RDC : rapports sexuels contre emploi, ou le harcèlement de Congolaises par des travailleurs humanitaires

Plus de vingt femmes congolaises ont affirmé avoir été victimes de harcèlement et d’abus sexuels, sous forme de chantage à l’emploi, par des travailleurs humanitaires dans l’est de la République démocratique du Congo (RDC), selon une enquête récente menée conjointement par l’agence The New Humanitarian et la Fondation Thomson Reuters. Le phénomène n’est pas nouveau.

Que s’est-il passé ?

L’histoire aurait pu passer inaperçue dans l’est du Congo où le harcèlement sexuel et le viol sont banalisés et restent impunis. Mais cette fois-ci, plusieurs femmes ont osé témoigner et une enquête a été menée par l’agence spécialisée The New Humanitarian et la Fondation Thomson Reuters. On y apprend que lors de la dixième épidémie d’Ebola, entre 2018 de 2020, que des hommes travaillant pour des organisations humanitaires internationales à Butembo, dans le Nord-Kivu, ont profité de leur situation pour harceler des femmes vulnérables. Ils leur offraient des emplois en échange de rapports sexuels. Les avances se faisaient en direct ou par messagerie téléphonique.

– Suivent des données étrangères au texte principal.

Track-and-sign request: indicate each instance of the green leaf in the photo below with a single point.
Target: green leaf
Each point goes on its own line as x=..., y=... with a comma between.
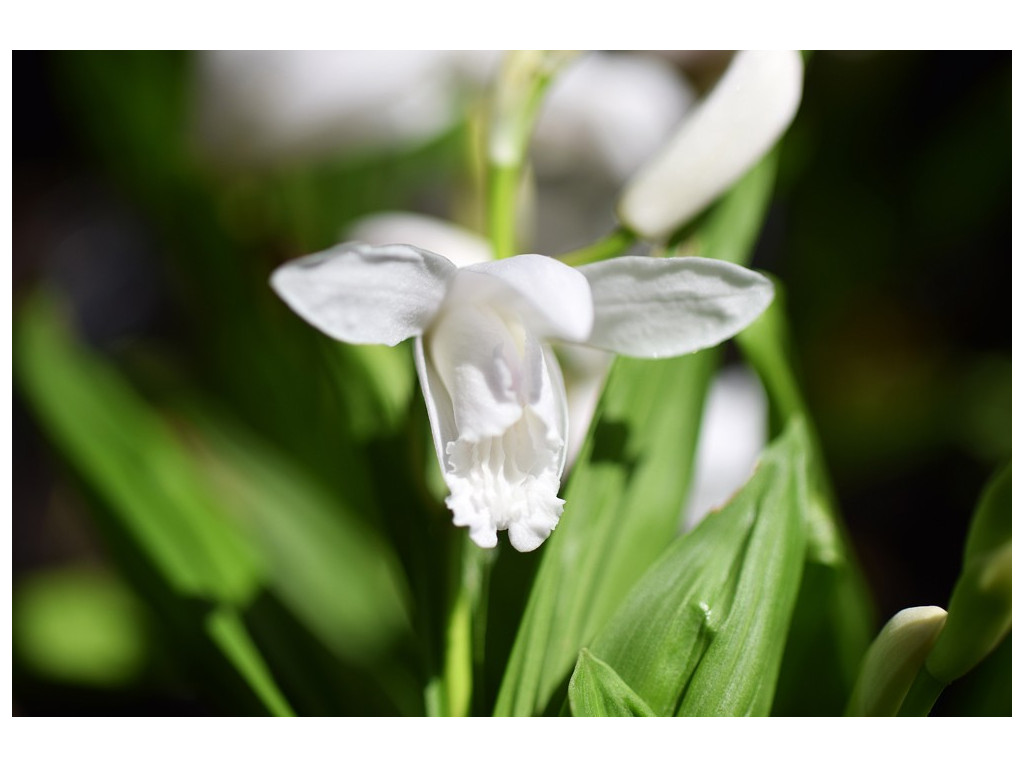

« Si je te donne du travail, que me donneras-tu en retour ? » – « Tu es une femme. Je pense que tu sais ce que tu peux me donner »Messages envoyés sur WhatsApp à l’une des accusatrices 

selon l’Agence The New Humanitarian et la Fondation Thomson Reuters

Relations d’exploitations sexuelles

La femme qui a partagé le message avec les journalistes fait partie des 14 victimes présumées qui ont porté plainte. Les autres se sont contentées de témoigner. Elle précise que le message reçu provenait d’un Congolais rencontré dans un bar en 2019 et qui était arrivé à bord d’un véhicule portant le logo de l’Organisation mondiale de la Santé (OMS). Elle déclare avoir été employée par l’organisation internationale en tant que femme de ménage après des relations sexuelles. Comme elle, plusieurs autres sont tombées dans le piège. Une femme dit avoir été violée, une autre est morte après un avortement…

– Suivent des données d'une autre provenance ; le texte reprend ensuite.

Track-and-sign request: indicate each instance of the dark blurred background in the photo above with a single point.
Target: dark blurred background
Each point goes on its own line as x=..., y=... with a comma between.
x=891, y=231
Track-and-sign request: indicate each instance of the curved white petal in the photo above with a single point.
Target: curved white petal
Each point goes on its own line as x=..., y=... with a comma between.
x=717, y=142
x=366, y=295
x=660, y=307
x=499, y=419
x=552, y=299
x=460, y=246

La plupart des prédateurs sexuels sont Congolais et travaillent pour l’Organisation mondiale de la Santé, comme le souligne l’enquête journalistique. L’OMS a réagi à ces allégations.

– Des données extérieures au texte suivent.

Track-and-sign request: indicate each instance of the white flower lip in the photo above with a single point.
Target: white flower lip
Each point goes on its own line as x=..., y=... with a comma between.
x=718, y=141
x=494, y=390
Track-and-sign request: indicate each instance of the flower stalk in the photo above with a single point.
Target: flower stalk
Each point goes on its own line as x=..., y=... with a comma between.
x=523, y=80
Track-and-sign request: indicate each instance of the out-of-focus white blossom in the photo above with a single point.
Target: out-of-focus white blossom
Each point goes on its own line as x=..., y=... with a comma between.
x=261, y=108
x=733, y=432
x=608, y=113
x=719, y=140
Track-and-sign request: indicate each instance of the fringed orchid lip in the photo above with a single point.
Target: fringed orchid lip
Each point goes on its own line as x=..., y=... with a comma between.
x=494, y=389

« L’OMS s’engage à prendre des mesures rapides et énergiques au cas où son personnel pourrait être reconnu coupable d’avoir perpétré des abus »Marcia Poole, porte-parole de l’OMS 

selon l’Agence The New Humanitarian et la Fondation Thomson Reuters

Des pratiques courantes 

Ces révélations ne sont pas une exception. En 2020 déjà, une enquête similaire de The New Humanitarian et de la Fondation Thomson Reuters avait fait état d’abus sexuels de ce type dans la ville voisine de Béni. Une cinquantaine de femmes avaient accusé des employés d’agences onusiennes et d’importantes ONG engagées dans la lutte contre Ebola.

Depuis, plusieurs travailleurs ont été licenciés. Au total, sept organisations humanitaires dont trois agences des Nations unies sont mises en cause dans ces agissements présumés. L’ONU a ouvert une nouvelle enquête et promet une fois encore de sanctionner les responsables.

Reste un problème majeur : les femmes qui ont témoigné de manière anonyme devant les journalistes et dont les propos ont été recoupés semblent réticentes à révéler leur identité de peur d’être stigmatisées au sein de leur communauté. Elles hésitent d’autant plus que les affaires d’abus sexuels ne sont pratiquement jamais condamnées par la justice.